Tigecycline Might Protect Against C. difficile
Major Finding: The risk of hospital-onset Clostridium difficile pseudomembranous colitis in tigecycline-treated patients was one-fifth that of patients not on the antibiotic.
Data Source: Case-control retrospective study that included 1,454 adults with laboratory-confirmed CDI at least 72 hours after admission to 74 hospitals in the Cerner Corp.'s proprietary Health Facts database.
Disclosures: The studies were sponsored by Cerner LifeSciences, where Dr. Emons is employed.
VIENNA — Treatment with the antibiotic tigecycline was associated with a sharply decreased risk of hospital-onset Clostridium difficile pseudomembranous colitis in a large case-control study.
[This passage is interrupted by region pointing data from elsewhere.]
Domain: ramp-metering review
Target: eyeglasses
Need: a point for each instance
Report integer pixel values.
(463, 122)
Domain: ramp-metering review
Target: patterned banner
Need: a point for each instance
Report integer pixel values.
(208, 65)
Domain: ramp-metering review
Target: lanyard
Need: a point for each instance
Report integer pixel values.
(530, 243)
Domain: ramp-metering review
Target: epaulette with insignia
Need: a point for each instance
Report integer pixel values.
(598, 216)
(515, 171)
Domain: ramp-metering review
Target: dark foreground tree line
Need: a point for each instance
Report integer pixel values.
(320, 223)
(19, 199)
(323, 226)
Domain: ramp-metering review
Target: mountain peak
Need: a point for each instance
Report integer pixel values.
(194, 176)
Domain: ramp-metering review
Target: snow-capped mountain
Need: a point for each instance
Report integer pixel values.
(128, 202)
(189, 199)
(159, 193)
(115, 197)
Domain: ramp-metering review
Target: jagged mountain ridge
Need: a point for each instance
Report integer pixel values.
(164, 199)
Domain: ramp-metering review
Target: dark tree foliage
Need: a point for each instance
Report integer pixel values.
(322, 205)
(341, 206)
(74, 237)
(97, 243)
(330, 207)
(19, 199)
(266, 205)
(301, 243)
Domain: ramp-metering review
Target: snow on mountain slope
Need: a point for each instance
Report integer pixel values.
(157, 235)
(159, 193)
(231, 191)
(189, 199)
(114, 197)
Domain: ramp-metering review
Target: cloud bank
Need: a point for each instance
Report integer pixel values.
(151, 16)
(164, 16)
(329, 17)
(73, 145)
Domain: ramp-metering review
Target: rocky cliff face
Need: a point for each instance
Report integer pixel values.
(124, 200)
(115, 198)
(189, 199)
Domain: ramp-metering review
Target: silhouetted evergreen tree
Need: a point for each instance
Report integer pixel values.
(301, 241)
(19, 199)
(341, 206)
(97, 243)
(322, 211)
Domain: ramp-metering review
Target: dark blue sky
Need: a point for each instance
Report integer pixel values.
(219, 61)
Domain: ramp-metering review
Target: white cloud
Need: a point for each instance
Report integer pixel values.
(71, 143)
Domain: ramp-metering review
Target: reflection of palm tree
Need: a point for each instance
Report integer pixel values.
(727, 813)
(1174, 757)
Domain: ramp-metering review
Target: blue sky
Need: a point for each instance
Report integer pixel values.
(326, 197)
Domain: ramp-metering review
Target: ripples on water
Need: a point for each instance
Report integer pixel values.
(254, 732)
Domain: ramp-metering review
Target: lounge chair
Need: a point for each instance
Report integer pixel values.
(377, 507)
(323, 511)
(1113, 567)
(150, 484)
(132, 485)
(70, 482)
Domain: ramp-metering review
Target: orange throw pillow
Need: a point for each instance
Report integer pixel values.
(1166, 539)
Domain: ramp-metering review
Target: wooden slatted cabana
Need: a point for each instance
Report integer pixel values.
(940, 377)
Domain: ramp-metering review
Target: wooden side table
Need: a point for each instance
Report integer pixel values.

This apparent protective effect has not been previously described, Dr. Matthew F. Emons said at the annual European Congress of Clinical Microbiology and Infectious Diseases.
The unexpected finding requires confirmation, given that exposure to other classes of antibiotics has consistently been shown to be a strong risk factor for C. difficile infection (CDI).
But the protective effect is biologically plausible. Tigecycline (Tygacil) has broad-spectrum in vitro activity against gram-positive and gram-negative agents as well as anaerobic organisms, and it reportedly has activity against toxicogenic strains of C. difficile.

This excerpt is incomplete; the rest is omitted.